Anumantha Kanthasamy

This is an interesting piece of news. Researchers at Iowa State University are believed to have discovered an essential key to possibly cure Parkinson’s disease.

Symptoms of Parkinson’s disease are believed to include trembling in hands, arms, legs, jaw, and face; rigidity or stiffness of the limbs and trunk; slowness of movement; and impaired balance and coordination. Since these symptoms become more distinct, patients could possibly have difficulty walking, talking, or completing other simple tasks.

It is estimated that Parkinson’s disease strikes nearly 50,000 people every year, and there are approximately 1 million people suffering from the disease. In addition, Parkinson’s sufferers are known to include actor Michael J. Fox and former boxing champion Muhammad Ali. Because the disease usually affects people over the age of 50, the National Institutes of Health anticipates the incidence of Parkinson’s may perhaps increase as the nation’s population ages.

Researchers Anumantha Kanthasamy, W. Eugene and Linda R. Lloyd Endowed Chair in Neurotoxicology at the ISU College of Veterinary Medicine are believed to be working in order to understand the complex mechanisms of the disease for more than a decade. Also, they seem to have found hope for the cure.

Parkinson’s disease sufferers appear to lack an adequate amount of a brain chemical called dopamine. This latest Kanthasamy’s research shows that there seems to be a specific protein that is naturally present in human brains that for no known reason kills the brain cells that create dopamine. Supposedly, the cells that are being killed are the ones that produce the required dopamine.

“We have millions of cells in our brains. In Parkinson’s, about 10,000 of these brain cells die; no one knows why,” says lead researcher, Anumantha Kanthasamy, a distinguished professor of biomedical sciences at the Iowa State University College of Veterinary Medicine.

The researchers were noted to have discovered a novel protein also known as protein kinase-C (specifically PKCδ) which kills the dopamine-producing cells. Furthermore, they seem to have found a compound that neutralizes the cell-killing kinase-C and allows the dopamine-producing cells to be alive and functioning.

Kanthasamy further said that, “With a lot of hard work, and little bit of luck, we found something important. And when you find something like this you say, ‘This is great because it can be a target for developing new drugs.’”

Presently, Kanthasamy’s group appears to be examining additional compounds that can serve to neutralize protein kinase-C. By identifying more compounds that perform the function of neutralizing kinase-C, researchers are expecting to locate one that functions well and has few side effects. Apparently, this discovery is expected to provide novel treatment options in order to stop the progression of the disease or even cure it.

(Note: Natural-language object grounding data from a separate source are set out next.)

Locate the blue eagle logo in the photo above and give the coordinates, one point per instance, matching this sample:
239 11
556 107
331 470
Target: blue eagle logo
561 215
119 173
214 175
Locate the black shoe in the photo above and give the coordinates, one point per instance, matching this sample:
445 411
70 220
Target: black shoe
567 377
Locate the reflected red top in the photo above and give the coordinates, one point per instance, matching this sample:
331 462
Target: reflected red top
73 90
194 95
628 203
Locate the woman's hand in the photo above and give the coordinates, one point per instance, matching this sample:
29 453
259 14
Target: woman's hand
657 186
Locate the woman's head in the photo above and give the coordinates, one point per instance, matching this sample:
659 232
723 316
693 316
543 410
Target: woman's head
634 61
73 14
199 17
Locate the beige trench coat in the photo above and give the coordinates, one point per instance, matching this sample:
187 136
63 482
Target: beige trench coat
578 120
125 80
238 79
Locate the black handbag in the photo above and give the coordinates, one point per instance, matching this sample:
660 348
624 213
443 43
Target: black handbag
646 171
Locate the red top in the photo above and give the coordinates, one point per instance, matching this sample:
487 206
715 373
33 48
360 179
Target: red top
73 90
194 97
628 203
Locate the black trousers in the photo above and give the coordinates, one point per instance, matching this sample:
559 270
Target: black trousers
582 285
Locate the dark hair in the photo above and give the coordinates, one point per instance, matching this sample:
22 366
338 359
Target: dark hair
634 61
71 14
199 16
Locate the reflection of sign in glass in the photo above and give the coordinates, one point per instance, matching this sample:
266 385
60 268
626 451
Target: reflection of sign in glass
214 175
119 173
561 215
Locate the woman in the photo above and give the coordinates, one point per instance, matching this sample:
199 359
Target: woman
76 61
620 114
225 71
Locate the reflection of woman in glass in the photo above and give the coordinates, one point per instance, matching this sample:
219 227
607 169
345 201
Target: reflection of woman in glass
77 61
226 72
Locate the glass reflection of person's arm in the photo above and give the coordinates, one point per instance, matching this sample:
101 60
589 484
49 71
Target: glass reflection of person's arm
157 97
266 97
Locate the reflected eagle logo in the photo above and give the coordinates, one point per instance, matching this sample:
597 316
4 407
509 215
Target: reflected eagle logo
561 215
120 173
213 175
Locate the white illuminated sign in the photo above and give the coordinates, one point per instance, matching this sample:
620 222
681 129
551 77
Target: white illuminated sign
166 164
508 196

“Once we find the compound, we need to make sure it’s safe. If everything goes well, it could take about 10 years, and then we might be able to see something that will truly make a difference in the lives of people with this disorder,” explains Kanthasamy.

According to Kanthasamy as people grow older, the cells that produce dopamine seem to naturally die thereby causing dopamine levels to fall gradually over time. When the levels continue to drop below 60 to 70 percent, the person may possibly start to have Parkinson’s disease symptoms.

“Everybody has a little Parkinson’s in theory. But you can’t see it until the level of dopamine gets too low,” he continues.

It was observed that eliminating the symptoms of Parkinson’s disease doesn’t need people to be restored to 100 percent of earlier dopamine levels, but only to a fraction of that. If one can bring dopamine up to the 40-50 percent level, one will perhaps see a functioning, normal person.

At present, there appears to be no cure for Parkinson’s and existing therapies only treat the symptoms. The research stated that major causative factors for getting Parkinson’s disease include prolonged exposure to metals or pesticides and other environmental chemicals.